I'm not sure why the developers of the device driver choose their own
way, and the driver is provided in binary form, so we can't modify it.
> > > Fairness with-in group
> > > ======================
> > > One of the issues with higher level controller is that how to do fair
> > > throttling so that fairness with-in group is not impacted. Especially
> > > the case of making sure that we don't break the notion of ioprio of the
> > > processes with-in group.
> > I ran your test script to confirm that the notion of ioprio was not
> > broken by dm-ioband. Here is the results of the test.
> > https://lists.linux-foundation.org/pipermail/containers/2009-May/017834.html
> > I think that the time period during which dm-ioband holds IO requests
> > for throttling would be too short to break the notion of ioprio.
> Ok, I re-ran that test. Previously default io_limit value was 192 and now
The default value of io_limit on the previous test was 128 (not 192)
which is equall to the default value of nr_request.

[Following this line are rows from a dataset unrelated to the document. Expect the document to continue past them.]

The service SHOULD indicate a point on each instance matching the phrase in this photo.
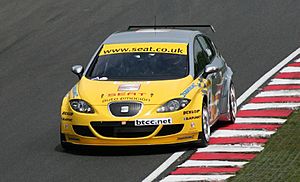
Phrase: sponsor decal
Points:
(187, 90)
(185, 137)
(167, 48)
(151, 122)
(67, 113)
(124, 109)
(66, 119)
(74, 91)
(191, 117)
(123, 96)
(129, 87)
(73, 138)
(191, 111)
(67, 126)
(193, 125)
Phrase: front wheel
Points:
(232, 104)
(205, 134)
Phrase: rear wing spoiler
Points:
(132, 27)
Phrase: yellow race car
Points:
(149, 85)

> I set it up to 256 as you suggested. I still see writer starving reader. I
> have removed "conv=fdatasync" from writer so that a writer is pure buffered
O.K. You removed "conv=fdatasync", the new dm-ioband handles
sync/async requests separately, and it solves this
buffered-write-starves-read problem. I would like to post it soon
after doing some more test.
> On top of that can you please give some details how increasing the
> buffered queue length reduces the impact of writers?
When the number of in-flight IOs exceeds io_limit, processes which are
going to issue IOs are made sleep by dm-ioband until all the in-flight
IOs are finished. But IO scheduler layer can accept IO requests more
than the value of io_limit, so it was a bottleneck of the throughput.
> IO Prio issue
> I ran another test where two ioband devices were created of weight 100
> each on two partitions. In first group 4 readers were launched. Three
> readers are of class BE and prio 7, fourth one is of class BE prio 0. In
> group2, I launched a buffered writer.
> One would expect that prio0 reader gets more bandwidth as compared to
> prio 4 readers and prio 7 readers will get more or less same bw. Looks like
> that is not happening. Look how vanilla CFQ provides much more bandwidth
> to prio0 reader as compared to prio7 reader and how putting them in the
> group reduces the difference betweej prio0 and prio7 readers.
> Following are the results.
O.K. I'll try to do more test with dm-ioband according to your
comments especially working with CFQ. Thanks for pointing out.